Selama darurat militer masih berlaku, tidak ada kerangka hukum yang dapat digunakan untuk menyelenggarakan pemilu. Zelensky telah mengatakan bahwa ia akan meminta perubahan undang-undang, namun tantangan praktis dan logistik tetap besar.
Lebih dari 5,9 juta warga Ukraina kini berada di luar negeri sebagai pengungsi dan 4,4 juta lainnya mengungsi di dalam negeri, sehingga pembaruan data pemilih akan sangat rumit.
Infrastruktur pemilu juga mengalami kerusakan akibat perang. Menurut wakil ketua komisi pemilu Ukraina, Serhiy Dubovyk, hanya 75% tempat pemungutan suara yang masih berfungsi. Hampir satu juta warga Ukraina sedang bertugas di militer, banyak di antaranya berada di garis depan, sehingga mereka tidak akan dapat memberikan suara tanpa adanya jeda pertempuran.

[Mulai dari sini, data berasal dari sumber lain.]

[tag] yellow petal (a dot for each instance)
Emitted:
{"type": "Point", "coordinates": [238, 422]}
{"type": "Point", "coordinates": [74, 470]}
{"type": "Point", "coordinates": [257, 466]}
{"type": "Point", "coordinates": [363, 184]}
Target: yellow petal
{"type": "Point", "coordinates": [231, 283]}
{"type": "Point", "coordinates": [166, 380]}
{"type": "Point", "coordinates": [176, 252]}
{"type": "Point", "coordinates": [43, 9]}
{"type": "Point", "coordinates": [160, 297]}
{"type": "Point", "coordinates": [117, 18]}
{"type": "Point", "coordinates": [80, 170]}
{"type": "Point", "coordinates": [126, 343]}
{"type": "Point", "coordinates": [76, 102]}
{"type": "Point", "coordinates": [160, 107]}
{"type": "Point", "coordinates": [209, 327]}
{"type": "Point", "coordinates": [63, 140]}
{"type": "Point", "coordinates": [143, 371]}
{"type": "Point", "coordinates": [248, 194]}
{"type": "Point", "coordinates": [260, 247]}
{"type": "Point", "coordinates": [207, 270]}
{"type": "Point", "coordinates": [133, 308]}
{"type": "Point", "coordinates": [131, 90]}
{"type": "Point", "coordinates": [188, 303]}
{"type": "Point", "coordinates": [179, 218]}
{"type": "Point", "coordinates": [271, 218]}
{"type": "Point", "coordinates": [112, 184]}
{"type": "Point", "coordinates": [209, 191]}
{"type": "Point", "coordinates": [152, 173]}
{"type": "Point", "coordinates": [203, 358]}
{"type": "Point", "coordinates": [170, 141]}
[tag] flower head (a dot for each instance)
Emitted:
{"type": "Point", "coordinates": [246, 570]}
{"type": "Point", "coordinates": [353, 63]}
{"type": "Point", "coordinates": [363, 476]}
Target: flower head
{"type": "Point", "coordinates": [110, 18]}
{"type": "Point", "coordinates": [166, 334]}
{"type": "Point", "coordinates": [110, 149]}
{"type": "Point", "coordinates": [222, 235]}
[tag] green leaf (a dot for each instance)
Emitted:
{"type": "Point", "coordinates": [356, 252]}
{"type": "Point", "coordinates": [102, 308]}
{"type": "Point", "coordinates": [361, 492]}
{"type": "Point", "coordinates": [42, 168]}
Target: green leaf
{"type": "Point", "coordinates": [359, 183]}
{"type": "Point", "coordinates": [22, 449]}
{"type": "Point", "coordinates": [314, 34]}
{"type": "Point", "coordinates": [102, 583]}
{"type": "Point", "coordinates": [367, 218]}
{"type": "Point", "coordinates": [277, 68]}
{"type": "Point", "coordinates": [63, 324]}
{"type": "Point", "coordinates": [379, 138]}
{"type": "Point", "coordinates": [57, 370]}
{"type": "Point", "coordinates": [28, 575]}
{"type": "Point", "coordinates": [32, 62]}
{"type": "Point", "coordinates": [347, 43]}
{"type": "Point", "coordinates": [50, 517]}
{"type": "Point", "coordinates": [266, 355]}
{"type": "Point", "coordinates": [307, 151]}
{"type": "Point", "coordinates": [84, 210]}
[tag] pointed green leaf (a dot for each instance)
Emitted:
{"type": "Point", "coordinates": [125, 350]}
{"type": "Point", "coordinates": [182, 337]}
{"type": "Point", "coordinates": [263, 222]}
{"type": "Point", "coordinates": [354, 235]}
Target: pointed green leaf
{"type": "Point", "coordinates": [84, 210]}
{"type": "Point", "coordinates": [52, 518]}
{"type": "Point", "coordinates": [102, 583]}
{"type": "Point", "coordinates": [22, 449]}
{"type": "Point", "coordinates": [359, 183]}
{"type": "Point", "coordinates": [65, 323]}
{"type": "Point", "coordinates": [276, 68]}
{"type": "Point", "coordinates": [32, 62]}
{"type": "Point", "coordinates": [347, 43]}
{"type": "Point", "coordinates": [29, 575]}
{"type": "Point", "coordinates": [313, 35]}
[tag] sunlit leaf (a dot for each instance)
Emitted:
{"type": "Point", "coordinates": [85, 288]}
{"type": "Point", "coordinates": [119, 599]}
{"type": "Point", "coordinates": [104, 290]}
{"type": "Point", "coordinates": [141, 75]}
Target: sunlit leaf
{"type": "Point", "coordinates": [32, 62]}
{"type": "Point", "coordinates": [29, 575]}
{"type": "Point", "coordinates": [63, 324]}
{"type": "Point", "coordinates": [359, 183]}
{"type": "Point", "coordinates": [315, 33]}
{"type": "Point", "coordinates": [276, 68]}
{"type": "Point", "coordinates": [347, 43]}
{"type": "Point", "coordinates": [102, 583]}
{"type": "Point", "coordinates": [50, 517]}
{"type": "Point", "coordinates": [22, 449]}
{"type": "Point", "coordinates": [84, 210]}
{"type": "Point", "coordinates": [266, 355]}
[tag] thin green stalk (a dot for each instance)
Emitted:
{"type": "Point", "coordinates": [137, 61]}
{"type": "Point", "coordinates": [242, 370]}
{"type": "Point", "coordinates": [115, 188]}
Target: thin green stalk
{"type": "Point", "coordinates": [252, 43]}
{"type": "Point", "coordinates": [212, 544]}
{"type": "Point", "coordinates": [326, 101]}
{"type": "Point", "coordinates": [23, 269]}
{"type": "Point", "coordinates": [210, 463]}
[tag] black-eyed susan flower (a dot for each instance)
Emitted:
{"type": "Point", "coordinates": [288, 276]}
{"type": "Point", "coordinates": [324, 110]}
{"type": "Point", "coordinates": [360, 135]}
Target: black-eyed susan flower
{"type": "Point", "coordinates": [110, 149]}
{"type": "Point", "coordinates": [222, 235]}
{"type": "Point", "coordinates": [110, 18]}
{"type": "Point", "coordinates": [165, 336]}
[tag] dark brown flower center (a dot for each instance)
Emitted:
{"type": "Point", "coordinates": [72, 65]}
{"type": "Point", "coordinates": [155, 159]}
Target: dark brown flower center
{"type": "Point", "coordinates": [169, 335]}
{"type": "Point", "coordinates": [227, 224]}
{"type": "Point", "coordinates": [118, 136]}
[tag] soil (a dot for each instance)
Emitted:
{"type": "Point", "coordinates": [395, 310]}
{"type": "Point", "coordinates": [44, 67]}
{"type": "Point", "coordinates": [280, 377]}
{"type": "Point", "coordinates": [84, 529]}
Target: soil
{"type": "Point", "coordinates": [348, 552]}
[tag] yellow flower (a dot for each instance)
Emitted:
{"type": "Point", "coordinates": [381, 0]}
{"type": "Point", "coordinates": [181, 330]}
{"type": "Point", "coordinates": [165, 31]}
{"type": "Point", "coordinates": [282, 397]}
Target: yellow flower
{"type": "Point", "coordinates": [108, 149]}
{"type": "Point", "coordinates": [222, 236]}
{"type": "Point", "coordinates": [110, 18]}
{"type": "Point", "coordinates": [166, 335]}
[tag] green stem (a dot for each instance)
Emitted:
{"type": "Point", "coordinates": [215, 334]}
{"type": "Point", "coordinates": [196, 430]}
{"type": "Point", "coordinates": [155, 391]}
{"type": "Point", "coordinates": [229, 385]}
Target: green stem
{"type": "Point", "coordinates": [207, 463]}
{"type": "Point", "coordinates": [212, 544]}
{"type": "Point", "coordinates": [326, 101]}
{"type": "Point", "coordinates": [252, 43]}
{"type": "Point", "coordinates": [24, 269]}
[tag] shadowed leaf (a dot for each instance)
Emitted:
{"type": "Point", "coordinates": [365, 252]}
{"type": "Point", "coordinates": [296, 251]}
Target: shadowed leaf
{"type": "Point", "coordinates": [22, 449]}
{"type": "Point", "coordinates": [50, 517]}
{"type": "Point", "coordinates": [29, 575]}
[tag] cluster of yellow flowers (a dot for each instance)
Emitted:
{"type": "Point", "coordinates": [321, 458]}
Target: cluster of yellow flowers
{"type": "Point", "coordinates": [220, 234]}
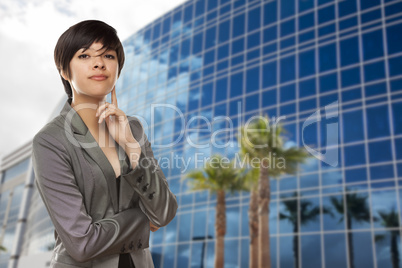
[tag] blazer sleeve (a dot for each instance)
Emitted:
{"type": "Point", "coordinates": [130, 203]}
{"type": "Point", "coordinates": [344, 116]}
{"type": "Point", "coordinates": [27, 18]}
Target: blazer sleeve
{"type": "Point", "coordinates": [148, 180]}
{"type": "Point", "coordinates": [83, 238]}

Dubovyk menegaskan bahwa pemilu yang memenuhi standar internasional membutuhkan persiapan selama enam bulan. Jika dilakukan lebih cepat, “mustahil menjamin kepatuhan penuh terhadap seluruh standar internasional.”

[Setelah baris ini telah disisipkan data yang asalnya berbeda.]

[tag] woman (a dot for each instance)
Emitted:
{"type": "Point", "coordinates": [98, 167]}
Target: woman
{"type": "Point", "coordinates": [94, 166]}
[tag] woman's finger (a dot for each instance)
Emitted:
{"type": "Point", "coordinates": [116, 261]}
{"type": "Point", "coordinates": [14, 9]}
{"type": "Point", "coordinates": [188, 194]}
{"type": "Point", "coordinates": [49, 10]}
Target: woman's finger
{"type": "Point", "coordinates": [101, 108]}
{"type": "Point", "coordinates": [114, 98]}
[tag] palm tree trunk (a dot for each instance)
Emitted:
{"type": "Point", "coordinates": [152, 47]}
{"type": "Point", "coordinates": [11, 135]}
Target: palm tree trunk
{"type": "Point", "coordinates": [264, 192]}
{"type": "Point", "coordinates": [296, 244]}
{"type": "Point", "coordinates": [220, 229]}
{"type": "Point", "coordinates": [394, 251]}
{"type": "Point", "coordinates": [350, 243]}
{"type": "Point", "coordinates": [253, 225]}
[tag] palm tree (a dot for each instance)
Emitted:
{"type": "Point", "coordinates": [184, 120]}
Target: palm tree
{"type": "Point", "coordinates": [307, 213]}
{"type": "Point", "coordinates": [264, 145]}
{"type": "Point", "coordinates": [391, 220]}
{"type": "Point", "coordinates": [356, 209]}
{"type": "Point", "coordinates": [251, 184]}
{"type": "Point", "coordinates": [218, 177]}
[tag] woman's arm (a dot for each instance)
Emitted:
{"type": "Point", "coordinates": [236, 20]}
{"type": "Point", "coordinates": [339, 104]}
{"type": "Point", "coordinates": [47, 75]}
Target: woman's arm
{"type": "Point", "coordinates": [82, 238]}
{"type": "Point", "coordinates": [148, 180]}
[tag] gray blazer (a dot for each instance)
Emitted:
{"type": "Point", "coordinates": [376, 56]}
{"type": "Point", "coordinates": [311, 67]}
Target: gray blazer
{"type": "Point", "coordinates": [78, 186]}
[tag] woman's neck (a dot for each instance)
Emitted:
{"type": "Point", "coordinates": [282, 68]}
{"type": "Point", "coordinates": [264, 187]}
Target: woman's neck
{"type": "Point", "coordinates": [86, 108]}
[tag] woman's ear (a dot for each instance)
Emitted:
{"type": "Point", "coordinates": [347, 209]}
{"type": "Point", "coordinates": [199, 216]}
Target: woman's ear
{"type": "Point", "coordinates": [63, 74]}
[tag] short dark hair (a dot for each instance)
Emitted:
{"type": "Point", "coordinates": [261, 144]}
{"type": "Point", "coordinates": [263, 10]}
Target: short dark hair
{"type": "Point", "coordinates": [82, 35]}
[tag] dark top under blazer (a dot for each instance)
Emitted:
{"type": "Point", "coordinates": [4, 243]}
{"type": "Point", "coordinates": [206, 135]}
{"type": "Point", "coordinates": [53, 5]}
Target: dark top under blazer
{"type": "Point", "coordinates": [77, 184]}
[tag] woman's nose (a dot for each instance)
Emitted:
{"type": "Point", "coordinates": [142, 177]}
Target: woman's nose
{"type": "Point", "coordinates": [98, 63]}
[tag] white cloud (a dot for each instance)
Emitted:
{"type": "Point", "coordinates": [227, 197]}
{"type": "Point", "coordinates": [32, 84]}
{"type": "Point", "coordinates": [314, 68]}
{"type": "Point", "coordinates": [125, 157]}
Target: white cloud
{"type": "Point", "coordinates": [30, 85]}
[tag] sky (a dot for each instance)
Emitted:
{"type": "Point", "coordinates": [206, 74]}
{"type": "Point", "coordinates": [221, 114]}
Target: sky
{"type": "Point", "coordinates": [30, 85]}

Apa Pandangan Warga Ukraina?
Wawancara Reuters menunjukkan sikap publik cenderung seragam: perang terlebih dahulu, pemilu kemudian.
“Orang-orang di parit juga harus memberikan suara, apakah kotak suara akan dibawa ke parit?” ujar Roman, pensiunan berusia 61 tahun. “Menurut saya, kita perlu mengakhiri perang terlebih dahulu, lalu mengadakan pemilu.”
Lana, pegawai toko buku berusia 25 tahun, mengatakan bahwa komentar Trump tidak relevan. “Di negara kami sudah diatur bahwa selama darurat militer, pemilu tidak digelar,” ujarnya.
“Saya mendukung penyelenggaraan pemilu setelah darurat militer berakhir, setelah kemenangan kami, seperti seharusnya,” imbuhnya.
Apakah Pemilu Mungkin Dilaksanakan?
Prospeknya tampak suram. Sebagian wilayah Ukraina masih berada di bawah pendudukan. Serangan drone, rudal jelajah, dan rudal balistik terjadi setiap hari dan menimbulkan korban jiwa serta kehancuran.
Ibu kota Kyiv dan berbagai kota besar lainnya sering mengalami pemadaman listrik berkepanjangan akibat serangan terhadap infrastruktur energi, sementara serangan militer Rusia di timur Ukraina terus berlangsung.
Dalam kondisi seperti ini, penyelenggaraan pemilu dalam 90 hari tampak sulit, bahkan nyaris mustahil.